Mino Carta
Ao ler os jornalões na manhã de segunda 17, dos editoriais aos textos ditos
jornalísticos, sem omitir as colunas, sobretudo as de O Globo, me atrevi a
perguntar aos meus perplexos botões se Lula não seria um agente, ocidental e
duplo, a serviço do Irã. Limitaram-se a responder soturnamente com uma frase
de Raymundo Faoro: “A elite brasileira é entreguista”.
Entendi a mensagem. A elite brasileira aceita com impávida resignação o
papel reservado ao País há quase um século, de súdito do Império. Antes, foi
de outros. Súdito por séculos, embora graúdo por causa de suas dimensões e
infindas potencialidades, destacado dentro do quintal latino-americano. Mas
subordinado, sempre e sempre, às vontades do mais forte.
Para citar eventos recentíssimos, me vem à mente a foto de Fernando Henrique
Cardoso, postado dois degraus abaixo de Bill Clinton, que lhe apoia as mãos
enormes sobre os ombros, em sinal de tolerante proteção e imponência
inescapável. O americano sorri, condescendente. O brasileiro gargalha. O
presidente que atrelou o Brasil ao mando neoliberal e o quebrou três vezes
revela um misto de lisonja e encantamento servil. A alegria de ser notado.
Admitido no clube dos senhores, por um escasso instante.
Não pretendo aqui celebrar o êxito da missão de Lula e Erdogan. Sei apenas
que em país nenhum do mundo democrático um presidente disposto a buscar o
caminho da paz não contaria, ao menos, com o respeito da mídia. Aqui não. Em
perfeita sintonia, o jornalismo pátrio enxerga no presidente da República,
um ex-metalúrgico que ousou demais, o surfista do exibicionismo, o devoto da
autopromoção a beirar o ridículo. Falamos, porém, é do chefe do Estado e do
governo do Brasil. Do nosso país. E a esperança da mídia é que se enrede em
equívocos e desatinos.
Não há entidade, instituição, setor, capaz de representar de forma mais
eficaz a elite brasileira do que a nossa mídia. Desta nata, creme do creme,
ela é, de resto, o rosto explícito. E a elite brasileira fica a cada dia
mais anacrônica, como a Igreja do papa Ratzinger. Recusa-se a entender que o
tempo passa, ou melhor, galopa. Tudo muda, ainda que nem sempre a galope. No
entanto, o partido da mídia nativa insiste nos vezos de antanho, e se arma,
compacto, diante daquilo que considera risco comum. Agora, contra a
continuidade de Lula por meio de Dilma.
Imaginemos o que teriam estampado os jornalões se na manhã da segunda 17, em
lugar de Lula, o presidente FHC tivesse passado por Teerã? Ele, ou, se
quiserem, uma neoudenista qualquer? Verifiquem os leitores as reações
midiáticas à fala de Marta Suplicy a respeito de Fernando Gabeira, um dos
sequestradores do embaixador dos Estados Unidos em 1969. Disse a ex-prefeita
de São Paulo: por que só falam da “ex-guerrilheira” Dilma, e não dele, o
sequestrador?
A pergunta é cabível, conquanto Gabeira tenha se bandeado para o outro lado
enquanto Dilma está longe de se envergonhar do seu passado de resistência à
ditadura, disposta a aderir a uma luta armada da qual, de fato, nunca
participou ao vivo. Nada disso impede que a chamem de guerrilheira, quando
não terrorista. Quanto a Gabeira, Marta não teria lhe atribuído o papel
exato que de fato desempenhou, mas no sequestro esteve tão envolvido a ponto
de alugar o apartamento onde o sequestrado ficaria aprisionado. E com os
demais implicados foi desterrado pela ditadura.

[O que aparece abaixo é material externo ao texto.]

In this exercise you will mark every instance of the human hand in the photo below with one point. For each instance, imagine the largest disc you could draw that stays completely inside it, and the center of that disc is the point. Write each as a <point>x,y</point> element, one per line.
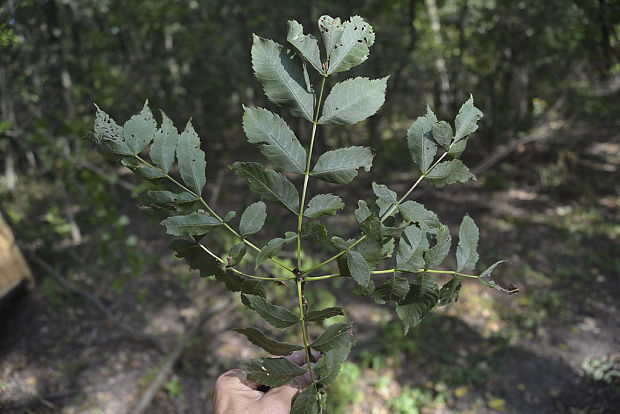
<point>234,394</point>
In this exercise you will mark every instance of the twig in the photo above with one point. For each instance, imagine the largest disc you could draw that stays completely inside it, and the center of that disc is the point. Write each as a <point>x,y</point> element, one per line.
<point>171,359</point>
<point>129,330</point>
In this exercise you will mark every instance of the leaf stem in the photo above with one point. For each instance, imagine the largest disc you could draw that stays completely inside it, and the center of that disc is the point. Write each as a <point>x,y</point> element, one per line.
<point>300,216</point>
<point>212,212</point>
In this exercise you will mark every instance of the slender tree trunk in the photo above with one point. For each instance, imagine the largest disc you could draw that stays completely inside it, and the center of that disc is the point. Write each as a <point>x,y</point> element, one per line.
<point>440,62</point>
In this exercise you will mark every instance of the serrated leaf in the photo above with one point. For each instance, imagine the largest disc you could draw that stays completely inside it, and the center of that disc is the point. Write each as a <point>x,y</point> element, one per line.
<point>322,314</point>
<point>395,289</point>
<point>359,269</point>
<point>435,255</point>
<point>164,144</point>
<point>331,30</point>
<point>340,166</point>
<point>191,158</point>
<point>420,141</point>
<point>271,249</point>
<point>139,130</point>
<point>270,345</point>
<point>353,100</point>
<point>109,134</point>
<point>335,336</point>
<point>467,249</point>
<point>420,301</point>
<point>268,184</point>
<point>449,172</point>
<point>414,212</point>
<point>272,372</point>
<point>306,402</point>
<point>322,204</point>
<point>236,253</point>
<point>442,133</point>
<point>313,232</point>
<point>352,48</point>
<point>411,247</point>
<point>253,219</point>
<point>386,198</point>
<point>307,45</point>
<point>466,122</point>
<point>276,315</point>
<point>281,75</point>
<point>329,365</point>
<point>449,292</point>
<point>274,139</point>
<point>195,224</point>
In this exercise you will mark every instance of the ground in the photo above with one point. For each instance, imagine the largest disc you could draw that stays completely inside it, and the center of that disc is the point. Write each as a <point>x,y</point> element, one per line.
<point>551,208</point>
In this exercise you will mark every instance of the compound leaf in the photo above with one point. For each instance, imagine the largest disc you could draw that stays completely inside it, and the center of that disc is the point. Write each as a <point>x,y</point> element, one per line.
<point>191,158</point>
<point>322,204</point>
<point>274,139</point>
<point>467,249</point>
<point>307,45</point>
<point>340,166</point>
<point>270,345</point>
<point>282,77</point>
<point>253,219</point>
<point>449,172</point>
<point>272,372</point>
<point>353,100</point>
<point>268,184</point>
<point>164,144</point>
<point>420,301</point>
<point>420,141</point>
<point>335,336</point>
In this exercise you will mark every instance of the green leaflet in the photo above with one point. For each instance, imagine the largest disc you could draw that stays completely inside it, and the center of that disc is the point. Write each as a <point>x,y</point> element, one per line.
<point>164,144</point>
<point>306,402</point>
<point>329,365</point>
<point>420,301</point>
<point>449,292</point>
<point>195,224</point>
<point>395,289</point>
<point>268,184</point>
<point>467,249</point>
<point>307,45</point>
<point>352,46</point>
<point>313,231</point>
<point>322,314</point>
<point>420,141</point>
<point>442,134</point>
<point>271,249</point>
<point>386,198</point>
<point>282,77</point>
<point>340,166</point>
<point>322,204</point>
<point>359,269</point>
<point>274,139</point>
<point>276,315</point>
<point>411,247</point>
<point>253,219</point>
<point>435,255</point>
<point>353,100</point>
<point>272,372</point>
<point>139,130</point>
<point>414,212</point>
<point>270,345</point>
<point>191,158</point>
<point>236,254</point>
<point>335,336</point>
<point>449,172</point>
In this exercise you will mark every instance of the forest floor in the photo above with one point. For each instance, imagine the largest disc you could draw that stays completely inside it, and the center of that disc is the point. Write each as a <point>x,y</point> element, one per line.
<point>552,208</point>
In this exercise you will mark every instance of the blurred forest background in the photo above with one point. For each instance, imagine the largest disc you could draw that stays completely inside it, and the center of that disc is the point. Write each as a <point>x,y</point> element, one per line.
<point>116,323</point>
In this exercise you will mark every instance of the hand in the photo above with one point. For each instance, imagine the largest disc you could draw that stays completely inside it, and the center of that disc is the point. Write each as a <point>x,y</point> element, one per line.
<point>234,394</point>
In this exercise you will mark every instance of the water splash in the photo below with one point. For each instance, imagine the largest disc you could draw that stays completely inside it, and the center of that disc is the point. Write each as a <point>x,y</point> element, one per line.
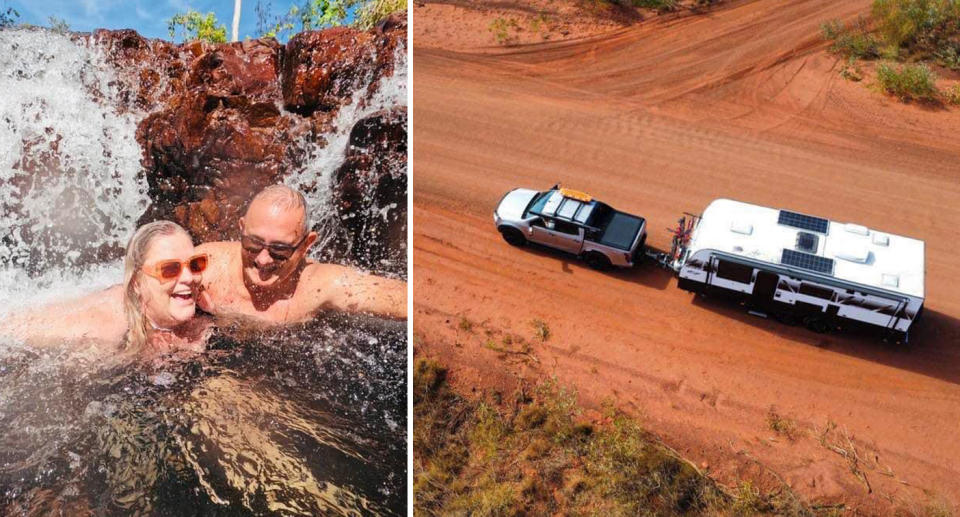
<point>70,185</point>
<point>323,159</point>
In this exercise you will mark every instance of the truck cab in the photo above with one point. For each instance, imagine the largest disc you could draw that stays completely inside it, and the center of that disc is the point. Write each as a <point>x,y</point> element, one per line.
<point>573,222</point>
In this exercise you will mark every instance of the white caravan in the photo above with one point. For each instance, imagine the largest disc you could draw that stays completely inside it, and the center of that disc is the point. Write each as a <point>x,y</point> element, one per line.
<point>802,269</point>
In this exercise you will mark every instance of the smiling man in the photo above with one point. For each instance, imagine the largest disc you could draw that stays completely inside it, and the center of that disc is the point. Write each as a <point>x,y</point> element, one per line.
<point>267,275</point>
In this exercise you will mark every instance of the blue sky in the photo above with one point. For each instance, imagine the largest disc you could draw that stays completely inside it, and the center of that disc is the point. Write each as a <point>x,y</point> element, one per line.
<point>148,17</point>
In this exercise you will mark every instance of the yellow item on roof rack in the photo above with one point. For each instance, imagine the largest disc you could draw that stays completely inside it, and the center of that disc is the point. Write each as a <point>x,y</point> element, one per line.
<point>576,194</point>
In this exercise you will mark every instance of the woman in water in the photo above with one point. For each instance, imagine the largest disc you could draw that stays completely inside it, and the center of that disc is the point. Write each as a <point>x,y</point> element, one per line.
<point>150,315</point>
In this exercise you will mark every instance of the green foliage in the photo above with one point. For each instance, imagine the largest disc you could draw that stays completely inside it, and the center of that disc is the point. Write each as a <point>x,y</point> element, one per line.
<point>948,56</point>
<point>917,23</point>
<point>500,27</point>
<point>9,18</point>
<point>374,11</point>
<point>855,41</point>
<point>908,81</point>
<point>953,94</point>
<point>311,15</point>
<point>195,26</point>
<point>660,5</point>
<point>58,25</point>
<point>540,329</point>
<point>532,456</point>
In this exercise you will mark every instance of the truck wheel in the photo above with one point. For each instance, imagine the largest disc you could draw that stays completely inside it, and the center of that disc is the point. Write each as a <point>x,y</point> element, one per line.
<point>597,261</point>
<point>513,236</point>
<point>816,324</point>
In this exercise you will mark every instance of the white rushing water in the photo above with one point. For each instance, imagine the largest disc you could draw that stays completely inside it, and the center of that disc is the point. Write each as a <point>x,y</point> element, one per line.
<point>70,175</point>
<point>323,160</point>
<point>69,166</point>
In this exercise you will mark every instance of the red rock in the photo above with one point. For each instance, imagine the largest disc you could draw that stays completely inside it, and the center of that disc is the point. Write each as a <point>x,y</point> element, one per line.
<point>225,120</point>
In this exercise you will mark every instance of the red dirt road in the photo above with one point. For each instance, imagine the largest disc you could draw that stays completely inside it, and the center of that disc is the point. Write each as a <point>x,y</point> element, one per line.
<point>741,102</point>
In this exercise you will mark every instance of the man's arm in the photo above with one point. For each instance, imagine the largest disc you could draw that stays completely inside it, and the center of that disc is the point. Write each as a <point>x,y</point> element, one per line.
<point>340,288</point>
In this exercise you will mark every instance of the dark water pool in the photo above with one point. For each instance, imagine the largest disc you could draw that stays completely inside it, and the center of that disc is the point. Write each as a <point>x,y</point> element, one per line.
<point>300,421</point>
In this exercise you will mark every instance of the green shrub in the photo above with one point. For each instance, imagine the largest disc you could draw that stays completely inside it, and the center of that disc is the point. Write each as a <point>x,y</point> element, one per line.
<point>376,10</point>
<point>908,81</point>
<point>953,94</point>
<point>500,27</point>
<point>195,26</point>
<point>948,56</point>
<point>855,41</point>
<point>911,23</point>
<point>660,5</point>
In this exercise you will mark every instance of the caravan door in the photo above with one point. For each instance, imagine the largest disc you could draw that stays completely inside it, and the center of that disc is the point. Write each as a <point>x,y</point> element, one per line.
<point>764,287</point>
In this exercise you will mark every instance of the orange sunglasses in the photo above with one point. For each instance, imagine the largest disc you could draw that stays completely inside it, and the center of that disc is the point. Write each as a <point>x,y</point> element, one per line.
<point>171,269</point>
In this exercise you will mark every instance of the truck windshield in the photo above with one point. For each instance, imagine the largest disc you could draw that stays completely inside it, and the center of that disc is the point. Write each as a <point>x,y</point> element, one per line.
<point>538,202</point>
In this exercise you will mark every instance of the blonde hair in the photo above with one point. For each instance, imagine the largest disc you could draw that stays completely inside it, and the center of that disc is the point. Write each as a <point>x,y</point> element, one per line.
<point>137,322</point>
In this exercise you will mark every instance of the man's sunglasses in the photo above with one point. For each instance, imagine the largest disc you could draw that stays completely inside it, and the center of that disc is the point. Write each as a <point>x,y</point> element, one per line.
<point>171,269</point>
<point>277,252</point>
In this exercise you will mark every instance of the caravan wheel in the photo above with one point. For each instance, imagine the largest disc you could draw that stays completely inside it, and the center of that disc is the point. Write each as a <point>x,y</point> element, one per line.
<point>817,324</point>
<point>787,318</point>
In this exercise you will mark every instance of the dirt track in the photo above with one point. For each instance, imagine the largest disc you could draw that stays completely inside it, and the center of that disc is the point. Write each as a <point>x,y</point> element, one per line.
<point>741,102</point>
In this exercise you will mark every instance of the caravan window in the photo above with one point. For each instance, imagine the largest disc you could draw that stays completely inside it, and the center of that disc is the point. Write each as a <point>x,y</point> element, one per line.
<point>817,291</point>
<point>734,271</point>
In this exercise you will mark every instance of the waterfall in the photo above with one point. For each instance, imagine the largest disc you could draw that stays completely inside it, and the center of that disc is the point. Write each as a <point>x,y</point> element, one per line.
<point>71,187</point>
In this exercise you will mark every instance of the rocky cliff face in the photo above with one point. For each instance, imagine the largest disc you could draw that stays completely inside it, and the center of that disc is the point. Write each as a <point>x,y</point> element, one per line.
<point>226,120</point>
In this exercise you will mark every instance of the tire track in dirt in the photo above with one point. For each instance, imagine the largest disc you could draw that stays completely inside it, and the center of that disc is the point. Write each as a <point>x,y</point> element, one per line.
<point>648,122</point>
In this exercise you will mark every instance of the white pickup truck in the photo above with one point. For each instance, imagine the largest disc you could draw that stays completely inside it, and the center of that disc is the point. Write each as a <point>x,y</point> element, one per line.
<point>574,222</point>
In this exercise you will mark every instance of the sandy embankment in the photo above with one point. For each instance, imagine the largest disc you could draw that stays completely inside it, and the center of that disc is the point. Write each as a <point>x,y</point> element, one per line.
<point>661,118</point>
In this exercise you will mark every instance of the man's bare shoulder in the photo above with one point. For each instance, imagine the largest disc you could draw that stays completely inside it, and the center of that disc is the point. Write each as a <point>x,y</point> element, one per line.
<point>219,248</point>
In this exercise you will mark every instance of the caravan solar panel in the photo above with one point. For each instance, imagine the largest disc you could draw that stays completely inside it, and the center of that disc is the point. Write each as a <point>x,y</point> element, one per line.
<point>804,222</point>
<point>807,261</point>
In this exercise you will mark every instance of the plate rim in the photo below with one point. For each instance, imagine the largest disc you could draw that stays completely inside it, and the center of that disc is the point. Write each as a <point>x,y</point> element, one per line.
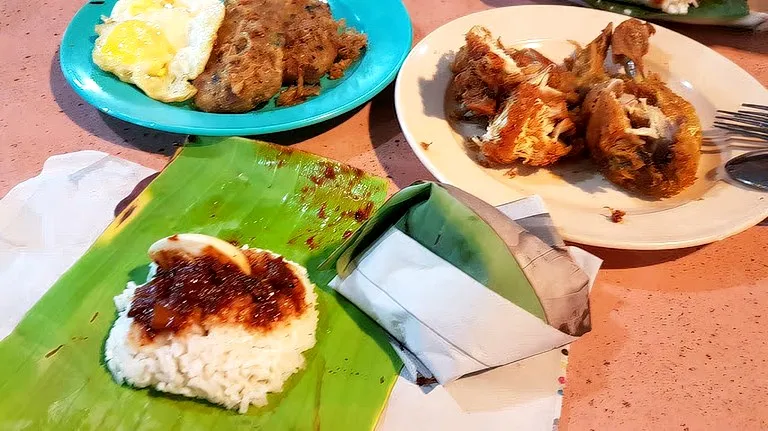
<point>405,42</point>
<point>586,239</point>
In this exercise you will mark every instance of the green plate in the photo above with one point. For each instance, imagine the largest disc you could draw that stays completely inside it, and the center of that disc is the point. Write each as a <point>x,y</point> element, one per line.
<point>52,373</point>
<point>387,26</point>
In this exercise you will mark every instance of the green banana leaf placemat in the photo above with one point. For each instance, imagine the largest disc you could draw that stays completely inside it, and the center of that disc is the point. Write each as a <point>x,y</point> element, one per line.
<point>708,11</point>
<point>52,373</point>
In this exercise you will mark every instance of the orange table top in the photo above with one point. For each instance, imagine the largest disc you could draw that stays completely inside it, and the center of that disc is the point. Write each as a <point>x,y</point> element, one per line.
<point>678,339</point>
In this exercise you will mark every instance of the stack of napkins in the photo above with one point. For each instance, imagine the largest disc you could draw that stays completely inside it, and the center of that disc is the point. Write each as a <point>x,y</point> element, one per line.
<point>459,284</point>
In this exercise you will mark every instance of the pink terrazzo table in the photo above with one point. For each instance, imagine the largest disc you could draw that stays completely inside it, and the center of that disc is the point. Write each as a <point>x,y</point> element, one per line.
<point>679,339</point>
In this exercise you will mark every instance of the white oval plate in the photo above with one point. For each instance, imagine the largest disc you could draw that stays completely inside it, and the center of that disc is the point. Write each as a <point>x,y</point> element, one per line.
<point>576,194</point>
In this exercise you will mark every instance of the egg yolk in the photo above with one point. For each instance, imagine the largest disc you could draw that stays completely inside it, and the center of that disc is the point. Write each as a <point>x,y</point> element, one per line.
<point>135,42</point>
<point>141,6</point>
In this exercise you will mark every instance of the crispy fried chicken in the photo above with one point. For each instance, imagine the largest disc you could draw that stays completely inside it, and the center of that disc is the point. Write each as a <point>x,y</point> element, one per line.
<point>640,134</point>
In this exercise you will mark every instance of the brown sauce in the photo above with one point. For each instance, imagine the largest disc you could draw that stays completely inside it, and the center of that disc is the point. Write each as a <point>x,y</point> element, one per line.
<point>207,292</point>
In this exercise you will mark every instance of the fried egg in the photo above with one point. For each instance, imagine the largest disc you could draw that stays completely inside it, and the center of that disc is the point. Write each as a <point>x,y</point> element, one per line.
<point>158,45</point>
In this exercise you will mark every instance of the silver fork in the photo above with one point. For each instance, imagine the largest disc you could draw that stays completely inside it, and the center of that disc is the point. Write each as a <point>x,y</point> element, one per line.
<point>752,122</point>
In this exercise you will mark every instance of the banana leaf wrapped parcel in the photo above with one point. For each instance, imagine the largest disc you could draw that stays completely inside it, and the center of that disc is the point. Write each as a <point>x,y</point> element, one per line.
<point>458,283</point>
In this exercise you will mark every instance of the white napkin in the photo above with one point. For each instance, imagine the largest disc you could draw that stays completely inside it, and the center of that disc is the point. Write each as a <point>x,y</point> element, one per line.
<point>451,324</point>
<point>49,221</point>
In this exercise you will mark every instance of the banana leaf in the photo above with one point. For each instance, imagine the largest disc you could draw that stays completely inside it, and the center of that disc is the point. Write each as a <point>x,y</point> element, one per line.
<point>52,373</point>
<point>708,11</point>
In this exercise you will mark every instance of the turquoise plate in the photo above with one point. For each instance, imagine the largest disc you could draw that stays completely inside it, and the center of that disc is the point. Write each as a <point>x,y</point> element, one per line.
<point>386,24</point>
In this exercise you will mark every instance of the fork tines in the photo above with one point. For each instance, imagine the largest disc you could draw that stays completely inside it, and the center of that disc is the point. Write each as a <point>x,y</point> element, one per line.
<point>751,122</point>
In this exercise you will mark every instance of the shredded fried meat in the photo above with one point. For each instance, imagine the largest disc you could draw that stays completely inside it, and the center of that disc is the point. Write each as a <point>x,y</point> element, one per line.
<point>263,45</point>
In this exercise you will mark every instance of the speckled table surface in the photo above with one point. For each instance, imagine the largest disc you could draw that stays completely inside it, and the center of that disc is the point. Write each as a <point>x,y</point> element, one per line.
<point>678,339</point>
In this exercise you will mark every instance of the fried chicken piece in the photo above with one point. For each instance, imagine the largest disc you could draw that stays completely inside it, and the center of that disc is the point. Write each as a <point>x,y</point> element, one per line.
<point>529,127</point>
<point>588,63</point>
<point>483,73</point>
<point>644,137</point>
<point>630,43</point>
<point>245,66</point>
<point>310,48</point>
<point>533,62</point>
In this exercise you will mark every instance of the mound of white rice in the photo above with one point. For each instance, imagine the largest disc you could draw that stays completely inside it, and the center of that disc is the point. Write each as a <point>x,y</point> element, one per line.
<point>231,365</point>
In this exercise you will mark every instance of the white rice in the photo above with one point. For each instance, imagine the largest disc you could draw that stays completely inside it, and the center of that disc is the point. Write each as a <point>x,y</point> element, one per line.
<point>231,365</point>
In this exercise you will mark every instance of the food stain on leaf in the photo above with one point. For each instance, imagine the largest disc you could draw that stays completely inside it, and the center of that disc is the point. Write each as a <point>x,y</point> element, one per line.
<point>54,351</point>
<point>125,217</point>
<point>364,213</point>
<point>311,242</point>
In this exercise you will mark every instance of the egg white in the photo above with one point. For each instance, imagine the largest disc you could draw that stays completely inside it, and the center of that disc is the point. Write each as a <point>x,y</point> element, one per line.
<point>190,26</point>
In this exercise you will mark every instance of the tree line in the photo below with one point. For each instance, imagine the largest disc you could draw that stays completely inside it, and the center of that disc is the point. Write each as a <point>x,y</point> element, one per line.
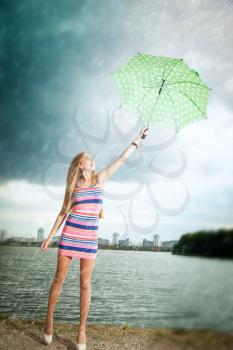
<point>218,243</point>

Por que não catalogá-lo, como se faz com Dilma? Ocorre que o candidato ao
governo do Rio de Janeiro perpetrou outra adesão. Ficou na oposição a Lula,
primeiro alvo antes de sua candidata. Cabe outro pensamento: em qual país do
mundo democrático a mídia se afinaria em torno de uma posição única ao
atirar contra um único alvo? Só no Brasil, onde os profissionais do
jornalismo chamam os patrões de colegas.
Até que ponto o fenômeno atual repete outros tantos do passado, ou, quem
sabe, acrescenta uma pedra à construção do monumento? A verificar, no
decorrer do período. Vale, contudo, anotar o comportamento dos jornalões em
relação às pesquisas eleitorais. Os números do Vox Populi e da Sensus, a
exibirem, na melhor das hipóteses para os neoudenistas, um empate técnico
entre candidatos, somem das manchetes para ganhar algum modesto recanto das
páginas internas.
Recôndito espaço. Ao mesmo tempo Lula, pela enésima vez, é condenado sem
apelação ao praticar uma política exterior independente em relação aos
interesses do Império. Recomenda-se cuidado: a apelação vitoriosa ameaça vir
das urnas.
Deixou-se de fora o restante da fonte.